Tuesday 19 November 2013 at 10 am
Before HM Coroner for Surrey Richard Travers
Sitting at Coroner’s Court, Civic Offices, Gloucester Square, Woking, Surrey GU21 6YL

Helen Waight was 33 years old and had five young children when she died at HMP Bronzefield on 7 March 2011.  Her death was the second of two young women’s deaths at this institution within just 10 months of each other.  Both deaths raise serious concerns about the provision of healthcare and the treatment and management of drug dependency at HMP Bronzefield, a private prison run by Sodexo. 

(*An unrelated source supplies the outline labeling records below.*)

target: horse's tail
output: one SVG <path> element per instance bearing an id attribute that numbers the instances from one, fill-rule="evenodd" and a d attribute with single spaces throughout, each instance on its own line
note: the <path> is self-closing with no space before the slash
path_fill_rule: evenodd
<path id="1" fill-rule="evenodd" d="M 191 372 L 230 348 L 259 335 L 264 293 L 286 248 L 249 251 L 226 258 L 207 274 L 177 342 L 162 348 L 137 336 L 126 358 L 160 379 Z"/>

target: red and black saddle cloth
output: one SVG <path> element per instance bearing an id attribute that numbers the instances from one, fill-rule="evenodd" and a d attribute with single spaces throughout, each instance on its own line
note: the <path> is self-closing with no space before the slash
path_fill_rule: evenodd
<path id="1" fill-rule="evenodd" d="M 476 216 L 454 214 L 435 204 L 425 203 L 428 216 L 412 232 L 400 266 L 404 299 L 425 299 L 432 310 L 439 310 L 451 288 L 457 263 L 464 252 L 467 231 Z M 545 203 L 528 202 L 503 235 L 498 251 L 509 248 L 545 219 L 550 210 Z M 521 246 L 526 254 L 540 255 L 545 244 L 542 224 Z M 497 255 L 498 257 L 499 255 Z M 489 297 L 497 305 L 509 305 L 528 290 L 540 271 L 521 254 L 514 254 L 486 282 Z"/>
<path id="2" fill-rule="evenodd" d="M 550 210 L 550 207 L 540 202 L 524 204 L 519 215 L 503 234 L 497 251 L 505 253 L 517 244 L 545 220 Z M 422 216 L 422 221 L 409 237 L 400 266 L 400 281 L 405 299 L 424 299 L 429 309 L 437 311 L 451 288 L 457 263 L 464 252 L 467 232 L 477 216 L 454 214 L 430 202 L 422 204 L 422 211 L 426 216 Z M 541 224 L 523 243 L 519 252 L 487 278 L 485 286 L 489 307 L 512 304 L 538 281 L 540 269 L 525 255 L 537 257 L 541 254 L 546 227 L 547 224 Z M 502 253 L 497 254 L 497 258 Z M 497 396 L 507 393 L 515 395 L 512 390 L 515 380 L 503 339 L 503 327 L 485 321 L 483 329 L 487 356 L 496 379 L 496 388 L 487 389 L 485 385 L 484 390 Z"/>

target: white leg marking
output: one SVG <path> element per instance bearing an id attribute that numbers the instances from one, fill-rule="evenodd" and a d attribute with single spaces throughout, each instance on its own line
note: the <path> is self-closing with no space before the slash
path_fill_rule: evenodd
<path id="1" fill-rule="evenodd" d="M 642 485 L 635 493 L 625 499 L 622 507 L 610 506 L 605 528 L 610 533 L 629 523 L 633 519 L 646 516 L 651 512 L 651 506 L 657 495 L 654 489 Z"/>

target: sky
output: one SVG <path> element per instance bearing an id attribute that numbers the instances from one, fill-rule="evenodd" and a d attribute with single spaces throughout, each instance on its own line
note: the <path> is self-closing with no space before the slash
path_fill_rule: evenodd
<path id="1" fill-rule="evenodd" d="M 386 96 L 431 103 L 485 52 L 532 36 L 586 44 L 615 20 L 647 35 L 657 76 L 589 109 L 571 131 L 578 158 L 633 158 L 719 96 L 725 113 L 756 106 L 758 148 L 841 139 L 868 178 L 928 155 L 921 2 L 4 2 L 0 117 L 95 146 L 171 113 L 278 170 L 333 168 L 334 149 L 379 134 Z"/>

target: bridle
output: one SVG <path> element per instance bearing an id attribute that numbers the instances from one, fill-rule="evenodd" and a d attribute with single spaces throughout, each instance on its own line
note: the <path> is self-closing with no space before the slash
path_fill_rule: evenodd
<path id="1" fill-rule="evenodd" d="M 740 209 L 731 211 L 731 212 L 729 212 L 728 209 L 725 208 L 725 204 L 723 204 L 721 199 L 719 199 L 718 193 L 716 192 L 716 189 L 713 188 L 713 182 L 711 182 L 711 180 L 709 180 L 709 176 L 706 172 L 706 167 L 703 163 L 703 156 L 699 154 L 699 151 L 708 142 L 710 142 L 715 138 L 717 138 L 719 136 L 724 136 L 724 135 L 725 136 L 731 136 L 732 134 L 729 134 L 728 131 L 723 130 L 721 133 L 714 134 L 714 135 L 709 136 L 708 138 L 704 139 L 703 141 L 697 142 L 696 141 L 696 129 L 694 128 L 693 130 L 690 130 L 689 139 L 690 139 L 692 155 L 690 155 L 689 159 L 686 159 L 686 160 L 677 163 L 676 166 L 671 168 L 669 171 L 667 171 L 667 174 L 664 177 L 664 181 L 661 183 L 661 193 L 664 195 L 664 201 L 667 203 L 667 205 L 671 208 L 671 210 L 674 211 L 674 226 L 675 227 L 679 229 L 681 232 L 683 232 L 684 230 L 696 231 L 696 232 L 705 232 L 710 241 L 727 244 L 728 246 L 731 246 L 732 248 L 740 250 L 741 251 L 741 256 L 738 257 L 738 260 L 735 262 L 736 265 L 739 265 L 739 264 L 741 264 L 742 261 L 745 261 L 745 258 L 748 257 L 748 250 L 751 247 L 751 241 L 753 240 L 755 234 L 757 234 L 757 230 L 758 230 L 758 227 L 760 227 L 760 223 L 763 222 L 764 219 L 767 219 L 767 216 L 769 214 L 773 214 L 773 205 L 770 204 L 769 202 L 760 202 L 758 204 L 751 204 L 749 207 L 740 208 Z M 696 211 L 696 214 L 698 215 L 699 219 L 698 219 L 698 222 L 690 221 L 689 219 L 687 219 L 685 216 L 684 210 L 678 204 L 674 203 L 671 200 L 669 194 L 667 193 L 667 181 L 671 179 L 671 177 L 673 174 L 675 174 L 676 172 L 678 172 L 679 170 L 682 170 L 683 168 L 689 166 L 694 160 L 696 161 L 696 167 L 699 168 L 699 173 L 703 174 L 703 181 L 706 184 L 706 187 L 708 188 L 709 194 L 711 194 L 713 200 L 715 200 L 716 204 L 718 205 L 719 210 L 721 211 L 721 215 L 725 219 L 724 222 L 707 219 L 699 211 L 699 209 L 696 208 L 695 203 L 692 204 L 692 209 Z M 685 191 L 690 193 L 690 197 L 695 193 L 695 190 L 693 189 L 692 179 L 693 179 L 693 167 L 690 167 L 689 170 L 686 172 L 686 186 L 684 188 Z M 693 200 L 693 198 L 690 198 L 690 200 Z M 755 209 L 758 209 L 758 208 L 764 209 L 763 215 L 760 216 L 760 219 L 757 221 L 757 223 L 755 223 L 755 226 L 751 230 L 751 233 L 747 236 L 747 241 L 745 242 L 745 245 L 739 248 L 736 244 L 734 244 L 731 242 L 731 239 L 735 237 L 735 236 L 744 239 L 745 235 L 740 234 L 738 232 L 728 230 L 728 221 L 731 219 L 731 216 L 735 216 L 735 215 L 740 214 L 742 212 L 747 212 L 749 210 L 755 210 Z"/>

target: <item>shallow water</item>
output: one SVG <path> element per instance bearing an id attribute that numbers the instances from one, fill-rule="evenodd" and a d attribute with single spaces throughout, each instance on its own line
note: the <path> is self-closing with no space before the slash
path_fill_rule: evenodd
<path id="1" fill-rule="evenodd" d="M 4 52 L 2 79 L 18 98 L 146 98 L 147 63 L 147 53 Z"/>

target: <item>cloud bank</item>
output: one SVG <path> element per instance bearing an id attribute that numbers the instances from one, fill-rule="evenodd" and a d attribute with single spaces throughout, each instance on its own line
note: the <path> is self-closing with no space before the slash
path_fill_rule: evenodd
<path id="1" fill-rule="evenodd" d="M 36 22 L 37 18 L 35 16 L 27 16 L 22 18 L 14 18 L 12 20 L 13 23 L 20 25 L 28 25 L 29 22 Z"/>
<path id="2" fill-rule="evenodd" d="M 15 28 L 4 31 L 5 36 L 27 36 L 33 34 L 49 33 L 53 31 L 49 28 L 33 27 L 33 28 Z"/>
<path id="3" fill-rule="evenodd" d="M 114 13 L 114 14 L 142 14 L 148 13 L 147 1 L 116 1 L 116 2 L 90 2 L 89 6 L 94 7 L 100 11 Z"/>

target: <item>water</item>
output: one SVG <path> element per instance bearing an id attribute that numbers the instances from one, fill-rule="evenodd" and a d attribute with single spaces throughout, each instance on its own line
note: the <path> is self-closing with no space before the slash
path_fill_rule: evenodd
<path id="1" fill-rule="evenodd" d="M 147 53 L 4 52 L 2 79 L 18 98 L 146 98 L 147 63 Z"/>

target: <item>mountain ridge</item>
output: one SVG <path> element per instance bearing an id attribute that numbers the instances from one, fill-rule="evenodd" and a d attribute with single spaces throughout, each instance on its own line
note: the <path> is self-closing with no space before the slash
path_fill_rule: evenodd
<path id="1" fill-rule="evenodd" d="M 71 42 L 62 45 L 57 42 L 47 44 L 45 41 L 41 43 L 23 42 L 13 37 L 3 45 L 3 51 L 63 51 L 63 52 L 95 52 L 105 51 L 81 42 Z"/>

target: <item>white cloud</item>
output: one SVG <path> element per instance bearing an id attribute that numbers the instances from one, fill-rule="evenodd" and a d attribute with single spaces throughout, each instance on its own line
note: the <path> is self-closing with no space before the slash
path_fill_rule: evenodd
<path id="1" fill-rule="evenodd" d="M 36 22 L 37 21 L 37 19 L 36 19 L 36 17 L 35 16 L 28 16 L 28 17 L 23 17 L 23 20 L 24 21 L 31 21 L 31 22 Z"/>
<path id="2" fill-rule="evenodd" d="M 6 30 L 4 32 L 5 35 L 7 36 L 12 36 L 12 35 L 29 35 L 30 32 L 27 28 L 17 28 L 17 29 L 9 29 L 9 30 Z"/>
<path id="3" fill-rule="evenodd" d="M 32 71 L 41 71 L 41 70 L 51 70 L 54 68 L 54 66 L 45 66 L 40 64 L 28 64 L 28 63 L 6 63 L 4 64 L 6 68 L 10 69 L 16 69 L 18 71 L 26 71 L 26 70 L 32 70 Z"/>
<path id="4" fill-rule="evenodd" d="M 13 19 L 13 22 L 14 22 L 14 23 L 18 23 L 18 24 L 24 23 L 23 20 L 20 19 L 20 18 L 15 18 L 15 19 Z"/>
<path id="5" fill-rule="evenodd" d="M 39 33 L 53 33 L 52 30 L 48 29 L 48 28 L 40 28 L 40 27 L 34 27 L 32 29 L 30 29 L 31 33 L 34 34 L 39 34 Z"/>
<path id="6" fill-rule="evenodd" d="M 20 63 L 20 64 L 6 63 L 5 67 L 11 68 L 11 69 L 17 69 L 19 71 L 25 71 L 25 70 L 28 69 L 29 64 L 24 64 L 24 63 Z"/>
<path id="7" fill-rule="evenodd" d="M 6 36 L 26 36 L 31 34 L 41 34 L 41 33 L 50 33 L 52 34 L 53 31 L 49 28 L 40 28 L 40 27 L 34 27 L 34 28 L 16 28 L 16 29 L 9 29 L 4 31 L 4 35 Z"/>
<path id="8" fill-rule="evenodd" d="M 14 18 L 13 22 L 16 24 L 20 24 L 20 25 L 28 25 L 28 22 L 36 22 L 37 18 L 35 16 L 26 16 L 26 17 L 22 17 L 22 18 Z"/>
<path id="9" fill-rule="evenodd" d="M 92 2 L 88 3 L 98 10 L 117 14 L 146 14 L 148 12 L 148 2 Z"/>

Helen’s family hope the inquest will address the following issues:

  • The adequacy of the tests carried out prior to the commencement of the detoxification regime and the quality of record keeping;
  • The treatment and management of Helen’s drug dependency at HMP Bronzefield and the level of training of GPs working at the prison;
  • The local policies in place at HMP Bronzefield in relation to drug dependency management;
  • The response of healthcare and discipline staff to reports of Helen’s ill health on the morning of 7 March 2011, including the decision to dispense Helen methadone on 7 March 2011 when she was unwell;
  • The emergency response on 7 March 2011.

Deborah Coles, co-director of INQUEST said:

“This second death of a young mother in Bronzefield prison is a tragic reminder of the urgent need for a new approach to the treatment of women in conflict with the law. While the inquest should provide some answers for Helen’s family, it cannot address fundamental failings in the justice system for women. Rather than send her to prison which is expensive, damaging and dangerous, it should have been possible to address the reasons behind her offending through community based alternatives.”

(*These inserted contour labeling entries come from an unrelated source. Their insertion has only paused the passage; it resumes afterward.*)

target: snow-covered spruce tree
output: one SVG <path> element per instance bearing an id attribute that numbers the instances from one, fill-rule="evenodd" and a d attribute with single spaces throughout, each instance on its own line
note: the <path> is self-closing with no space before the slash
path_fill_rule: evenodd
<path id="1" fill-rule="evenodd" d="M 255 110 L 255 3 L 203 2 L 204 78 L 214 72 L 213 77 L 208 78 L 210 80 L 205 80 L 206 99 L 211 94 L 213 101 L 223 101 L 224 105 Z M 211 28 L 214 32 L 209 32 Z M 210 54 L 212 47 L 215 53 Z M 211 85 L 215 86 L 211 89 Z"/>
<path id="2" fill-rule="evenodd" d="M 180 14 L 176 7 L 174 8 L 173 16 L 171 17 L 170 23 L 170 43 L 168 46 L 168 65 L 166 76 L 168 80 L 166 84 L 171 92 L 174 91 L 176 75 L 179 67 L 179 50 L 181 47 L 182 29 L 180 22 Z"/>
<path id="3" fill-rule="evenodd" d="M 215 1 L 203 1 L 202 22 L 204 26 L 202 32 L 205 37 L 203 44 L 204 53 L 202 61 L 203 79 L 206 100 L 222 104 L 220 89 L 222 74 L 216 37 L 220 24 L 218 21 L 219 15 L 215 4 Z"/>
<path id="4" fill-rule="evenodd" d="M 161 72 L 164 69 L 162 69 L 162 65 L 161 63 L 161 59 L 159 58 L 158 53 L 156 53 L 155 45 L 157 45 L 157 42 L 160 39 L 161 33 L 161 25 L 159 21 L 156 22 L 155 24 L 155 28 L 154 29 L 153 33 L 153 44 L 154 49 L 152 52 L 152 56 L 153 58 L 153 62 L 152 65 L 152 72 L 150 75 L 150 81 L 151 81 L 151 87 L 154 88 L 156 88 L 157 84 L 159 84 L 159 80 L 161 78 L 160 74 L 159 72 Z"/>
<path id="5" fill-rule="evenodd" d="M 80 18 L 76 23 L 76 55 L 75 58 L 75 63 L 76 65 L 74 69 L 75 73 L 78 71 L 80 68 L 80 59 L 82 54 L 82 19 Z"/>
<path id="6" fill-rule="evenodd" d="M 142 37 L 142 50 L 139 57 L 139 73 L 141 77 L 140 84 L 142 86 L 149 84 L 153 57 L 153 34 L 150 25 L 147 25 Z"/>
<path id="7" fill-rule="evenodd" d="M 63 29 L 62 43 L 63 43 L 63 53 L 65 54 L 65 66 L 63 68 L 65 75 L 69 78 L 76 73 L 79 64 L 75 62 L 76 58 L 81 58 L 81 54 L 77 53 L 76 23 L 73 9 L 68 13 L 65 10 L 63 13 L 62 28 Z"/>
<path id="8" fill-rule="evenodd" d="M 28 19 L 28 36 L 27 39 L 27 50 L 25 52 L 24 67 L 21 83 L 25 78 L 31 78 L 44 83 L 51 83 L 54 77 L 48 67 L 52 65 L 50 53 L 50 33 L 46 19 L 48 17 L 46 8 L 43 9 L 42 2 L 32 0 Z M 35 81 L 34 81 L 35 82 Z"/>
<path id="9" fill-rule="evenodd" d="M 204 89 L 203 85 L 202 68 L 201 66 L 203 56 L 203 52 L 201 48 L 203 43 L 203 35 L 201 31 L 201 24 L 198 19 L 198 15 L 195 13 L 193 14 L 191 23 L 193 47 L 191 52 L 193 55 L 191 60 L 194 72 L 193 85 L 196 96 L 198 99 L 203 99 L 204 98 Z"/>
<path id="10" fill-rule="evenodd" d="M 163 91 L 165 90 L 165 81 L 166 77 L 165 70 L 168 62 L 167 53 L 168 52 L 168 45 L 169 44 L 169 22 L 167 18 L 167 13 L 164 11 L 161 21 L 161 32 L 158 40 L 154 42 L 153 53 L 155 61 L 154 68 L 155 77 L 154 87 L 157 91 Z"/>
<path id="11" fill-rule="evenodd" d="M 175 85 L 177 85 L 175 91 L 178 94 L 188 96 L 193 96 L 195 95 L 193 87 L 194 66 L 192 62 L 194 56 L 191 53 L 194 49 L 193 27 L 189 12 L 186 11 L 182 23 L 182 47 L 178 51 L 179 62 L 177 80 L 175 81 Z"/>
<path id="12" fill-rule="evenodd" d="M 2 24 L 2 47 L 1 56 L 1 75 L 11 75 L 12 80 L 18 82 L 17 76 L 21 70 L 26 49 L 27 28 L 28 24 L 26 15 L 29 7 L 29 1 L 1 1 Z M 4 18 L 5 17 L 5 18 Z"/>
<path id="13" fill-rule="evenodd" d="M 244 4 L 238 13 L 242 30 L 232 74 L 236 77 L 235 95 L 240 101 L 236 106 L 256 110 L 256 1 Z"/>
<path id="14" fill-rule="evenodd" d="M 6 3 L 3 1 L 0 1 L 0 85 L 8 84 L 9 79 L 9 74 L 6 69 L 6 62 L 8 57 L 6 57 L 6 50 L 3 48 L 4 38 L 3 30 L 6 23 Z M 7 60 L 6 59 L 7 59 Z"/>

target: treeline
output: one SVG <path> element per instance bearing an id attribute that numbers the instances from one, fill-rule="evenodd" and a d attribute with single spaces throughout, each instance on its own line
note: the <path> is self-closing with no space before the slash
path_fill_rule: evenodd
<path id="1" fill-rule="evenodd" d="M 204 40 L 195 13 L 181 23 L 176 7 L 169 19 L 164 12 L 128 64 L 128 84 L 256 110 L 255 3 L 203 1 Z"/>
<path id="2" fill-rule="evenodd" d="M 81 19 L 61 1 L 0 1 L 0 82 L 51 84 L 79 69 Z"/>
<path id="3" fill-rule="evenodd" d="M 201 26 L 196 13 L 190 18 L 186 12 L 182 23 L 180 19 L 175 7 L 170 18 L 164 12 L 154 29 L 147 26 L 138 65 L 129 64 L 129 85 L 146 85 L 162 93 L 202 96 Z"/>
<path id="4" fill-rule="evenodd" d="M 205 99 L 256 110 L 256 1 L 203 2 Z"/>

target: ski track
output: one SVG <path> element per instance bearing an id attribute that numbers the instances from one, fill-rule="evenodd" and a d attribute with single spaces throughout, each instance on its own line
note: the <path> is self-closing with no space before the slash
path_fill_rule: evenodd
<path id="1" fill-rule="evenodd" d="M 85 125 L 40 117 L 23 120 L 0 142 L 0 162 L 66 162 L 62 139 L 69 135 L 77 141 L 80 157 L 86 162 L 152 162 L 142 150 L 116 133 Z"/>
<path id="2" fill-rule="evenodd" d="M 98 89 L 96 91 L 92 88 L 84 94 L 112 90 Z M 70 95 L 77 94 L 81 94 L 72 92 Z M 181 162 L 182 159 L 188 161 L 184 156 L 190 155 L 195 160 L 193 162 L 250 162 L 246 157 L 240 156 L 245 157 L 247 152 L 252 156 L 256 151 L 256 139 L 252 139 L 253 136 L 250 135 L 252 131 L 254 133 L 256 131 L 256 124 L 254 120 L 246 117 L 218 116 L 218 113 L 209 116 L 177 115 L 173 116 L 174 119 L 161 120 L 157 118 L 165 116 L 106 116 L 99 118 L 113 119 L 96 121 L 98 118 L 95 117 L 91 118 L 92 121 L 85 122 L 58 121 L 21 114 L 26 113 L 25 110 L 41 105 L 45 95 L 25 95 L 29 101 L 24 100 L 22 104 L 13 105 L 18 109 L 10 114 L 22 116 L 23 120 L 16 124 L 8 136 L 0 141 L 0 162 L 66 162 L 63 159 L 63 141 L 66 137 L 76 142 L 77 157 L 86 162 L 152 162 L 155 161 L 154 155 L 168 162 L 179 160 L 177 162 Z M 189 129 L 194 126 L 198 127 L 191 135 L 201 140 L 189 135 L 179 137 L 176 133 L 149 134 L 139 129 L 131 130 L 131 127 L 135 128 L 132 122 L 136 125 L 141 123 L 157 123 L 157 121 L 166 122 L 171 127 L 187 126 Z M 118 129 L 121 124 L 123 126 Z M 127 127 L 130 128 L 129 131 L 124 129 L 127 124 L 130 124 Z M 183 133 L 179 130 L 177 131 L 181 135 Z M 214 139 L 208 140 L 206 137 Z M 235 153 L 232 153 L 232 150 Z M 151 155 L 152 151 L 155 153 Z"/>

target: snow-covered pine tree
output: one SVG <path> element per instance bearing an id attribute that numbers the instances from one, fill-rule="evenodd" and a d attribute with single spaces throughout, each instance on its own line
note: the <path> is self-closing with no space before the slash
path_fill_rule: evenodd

Helen’s family is represented by INQUEST Lawyers Group members Jasmine Chadha and Megan Phillips of Bhatt Murphy Solicitors and Alison Gerry of Doughty Street Chambers.


Notes to editors:

  1. Helen Waight’s death is included as a case study in INQUEST’s report ‘Preventing the deaths of women in prison: the need for an alternative approach’ published earlier this year.
  2. Helen Waight was the second woman to die at HMP Bronzefield in a ten month period. The inquest into the death of Sarah Higgins, the first woman to die, concluded recently, with a jury finding serious failings by the prisonhad contributed to her death.